Another piece of hardware advice concerning laptops is this: No matter what brand laptop you have, or how new it is, don’t always leave it plugged in while using it. Once a battery is charged, it will go into protection mode so it won’t be overcharged. However, a battery that is always turned on, always plugged in, never has a chance to discharge itself. In very short time (3-5 months observed on both Dell and HP laptops) the batteries can go from brand new 3.5 hour lives, to 1.5 hour battery life. So, if you use your laptop daily for long periods, once you notice its fully charged, don’t be afraid to unplug it and let it discharge some.
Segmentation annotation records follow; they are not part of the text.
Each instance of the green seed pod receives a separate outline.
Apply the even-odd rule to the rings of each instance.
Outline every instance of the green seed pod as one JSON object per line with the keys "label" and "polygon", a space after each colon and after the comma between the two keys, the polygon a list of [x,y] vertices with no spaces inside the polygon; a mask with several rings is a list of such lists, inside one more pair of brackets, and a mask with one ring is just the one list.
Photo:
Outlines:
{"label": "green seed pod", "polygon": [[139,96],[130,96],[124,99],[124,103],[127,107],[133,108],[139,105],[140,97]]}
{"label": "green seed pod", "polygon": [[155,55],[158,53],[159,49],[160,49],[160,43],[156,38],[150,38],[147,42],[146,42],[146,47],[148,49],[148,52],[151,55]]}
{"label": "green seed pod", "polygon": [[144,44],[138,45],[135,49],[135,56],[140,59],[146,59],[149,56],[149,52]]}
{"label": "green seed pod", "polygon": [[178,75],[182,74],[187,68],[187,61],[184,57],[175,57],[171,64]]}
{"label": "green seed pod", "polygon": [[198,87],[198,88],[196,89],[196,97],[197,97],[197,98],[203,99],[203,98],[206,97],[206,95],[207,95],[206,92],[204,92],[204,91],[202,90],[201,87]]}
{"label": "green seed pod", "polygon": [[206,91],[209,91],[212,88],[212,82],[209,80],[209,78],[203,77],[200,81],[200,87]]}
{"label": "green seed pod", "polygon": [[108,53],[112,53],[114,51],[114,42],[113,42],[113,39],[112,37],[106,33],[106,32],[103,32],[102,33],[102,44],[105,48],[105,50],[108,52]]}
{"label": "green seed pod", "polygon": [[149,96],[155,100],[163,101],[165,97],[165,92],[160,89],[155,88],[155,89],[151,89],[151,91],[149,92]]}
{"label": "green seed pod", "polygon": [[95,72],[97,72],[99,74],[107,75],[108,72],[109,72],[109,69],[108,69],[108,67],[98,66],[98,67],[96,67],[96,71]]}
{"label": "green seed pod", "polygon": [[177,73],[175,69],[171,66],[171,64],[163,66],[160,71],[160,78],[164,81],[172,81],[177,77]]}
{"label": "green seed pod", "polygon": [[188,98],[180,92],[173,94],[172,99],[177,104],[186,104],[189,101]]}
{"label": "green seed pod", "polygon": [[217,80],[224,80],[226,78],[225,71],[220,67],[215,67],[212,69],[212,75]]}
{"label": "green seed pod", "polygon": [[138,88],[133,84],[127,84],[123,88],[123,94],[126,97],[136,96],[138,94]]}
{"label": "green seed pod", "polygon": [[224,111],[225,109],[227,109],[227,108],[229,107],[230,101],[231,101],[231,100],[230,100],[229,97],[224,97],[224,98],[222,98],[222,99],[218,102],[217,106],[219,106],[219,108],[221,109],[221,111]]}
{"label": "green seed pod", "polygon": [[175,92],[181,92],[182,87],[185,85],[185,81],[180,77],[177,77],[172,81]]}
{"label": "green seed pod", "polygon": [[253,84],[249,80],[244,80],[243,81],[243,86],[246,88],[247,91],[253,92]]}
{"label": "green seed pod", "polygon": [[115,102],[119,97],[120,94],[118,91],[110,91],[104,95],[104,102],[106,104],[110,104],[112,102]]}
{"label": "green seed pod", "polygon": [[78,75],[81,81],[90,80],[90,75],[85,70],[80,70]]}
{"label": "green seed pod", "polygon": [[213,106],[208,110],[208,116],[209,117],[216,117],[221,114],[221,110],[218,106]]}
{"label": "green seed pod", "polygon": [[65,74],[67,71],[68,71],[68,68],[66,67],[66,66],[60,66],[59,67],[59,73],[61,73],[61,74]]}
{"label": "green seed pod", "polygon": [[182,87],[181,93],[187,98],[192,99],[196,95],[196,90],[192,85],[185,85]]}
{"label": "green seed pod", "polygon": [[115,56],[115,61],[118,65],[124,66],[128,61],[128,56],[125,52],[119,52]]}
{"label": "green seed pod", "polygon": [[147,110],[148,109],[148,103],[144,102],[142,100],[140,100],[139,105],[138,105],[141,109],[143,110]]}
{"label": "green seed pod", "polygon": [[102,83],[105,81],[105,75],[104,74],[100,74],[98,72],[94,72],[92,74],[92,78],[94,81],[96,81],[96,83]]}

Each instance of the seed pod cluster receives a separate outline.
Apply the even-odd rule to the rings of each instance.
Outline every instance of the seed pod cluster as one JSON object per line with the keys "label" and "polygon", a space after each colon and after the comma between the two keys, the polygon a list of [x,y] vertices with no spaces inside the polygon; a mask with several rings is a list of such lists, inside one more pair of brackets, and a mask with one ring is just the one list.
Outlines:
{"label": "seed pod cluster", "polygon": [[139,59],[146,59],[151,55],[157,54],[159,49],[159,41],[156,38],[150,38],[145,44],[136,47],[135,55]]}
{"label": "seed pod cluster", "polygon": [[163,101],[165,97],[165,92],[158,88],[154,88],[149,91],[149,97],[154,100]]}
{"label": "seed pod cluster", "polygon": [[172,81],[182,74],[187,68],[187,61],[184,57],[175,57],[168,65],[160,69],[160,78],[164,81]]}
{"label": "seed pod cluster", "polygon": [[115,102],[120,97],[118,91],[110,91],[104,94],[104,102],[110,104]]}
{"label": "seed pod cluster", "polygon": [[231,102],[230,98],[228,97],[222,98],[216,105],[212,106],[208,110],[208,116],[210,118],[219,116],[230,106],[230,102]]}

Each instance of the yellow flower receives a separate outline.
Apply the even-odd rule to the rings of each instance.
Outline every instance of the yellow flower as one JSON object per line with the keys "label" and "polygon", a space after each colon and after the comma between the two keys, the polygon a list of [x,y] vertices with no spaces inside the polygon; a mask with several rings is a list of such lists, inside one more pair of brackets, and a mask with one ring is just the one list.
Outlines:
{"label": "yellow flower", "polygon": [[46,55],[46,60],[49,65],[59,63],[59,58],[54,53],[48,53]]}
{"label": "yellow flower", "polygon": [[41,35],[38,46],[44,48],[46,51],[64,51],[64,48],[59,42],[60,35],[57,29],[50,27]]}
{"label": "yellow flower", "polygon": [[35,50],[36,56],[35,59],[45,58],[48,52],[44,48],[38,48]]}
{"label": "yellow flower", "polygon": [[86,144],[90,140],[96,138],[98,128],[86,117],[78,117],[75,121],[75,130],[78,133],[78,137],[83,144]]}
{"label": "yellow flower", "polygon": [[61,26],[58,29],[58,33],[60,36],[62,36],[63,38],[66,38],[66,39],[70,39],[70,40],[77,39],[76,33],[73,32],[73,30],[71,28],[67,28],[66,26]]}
This is called cycling the battery, and goes a LONG way in keeping good performance and battery life for your laptop.
Finally, remember, PC’s these days are built to have a useable lifespan of about three years. Now, that’s not to say yours won’t be working after three years, but the software that comes out will be programmed to look for faster processors, more RAM, and overall just different hardware architecture. This is one of the most frequently overlooked aspects of a computer and when someone says my computer runs so slowly. Often people have installed software looking for a hardware profile or availability that their machine doesn’t measure up to. Combine this with the hardware needed to just run the operating system (XP, Vista, etc) and it is no wonder your computer is running slow. Most folks don’t know they have to look at the application’s needs and compare that to their machine’s abilities before buying the latest, greatest video game or income tax software.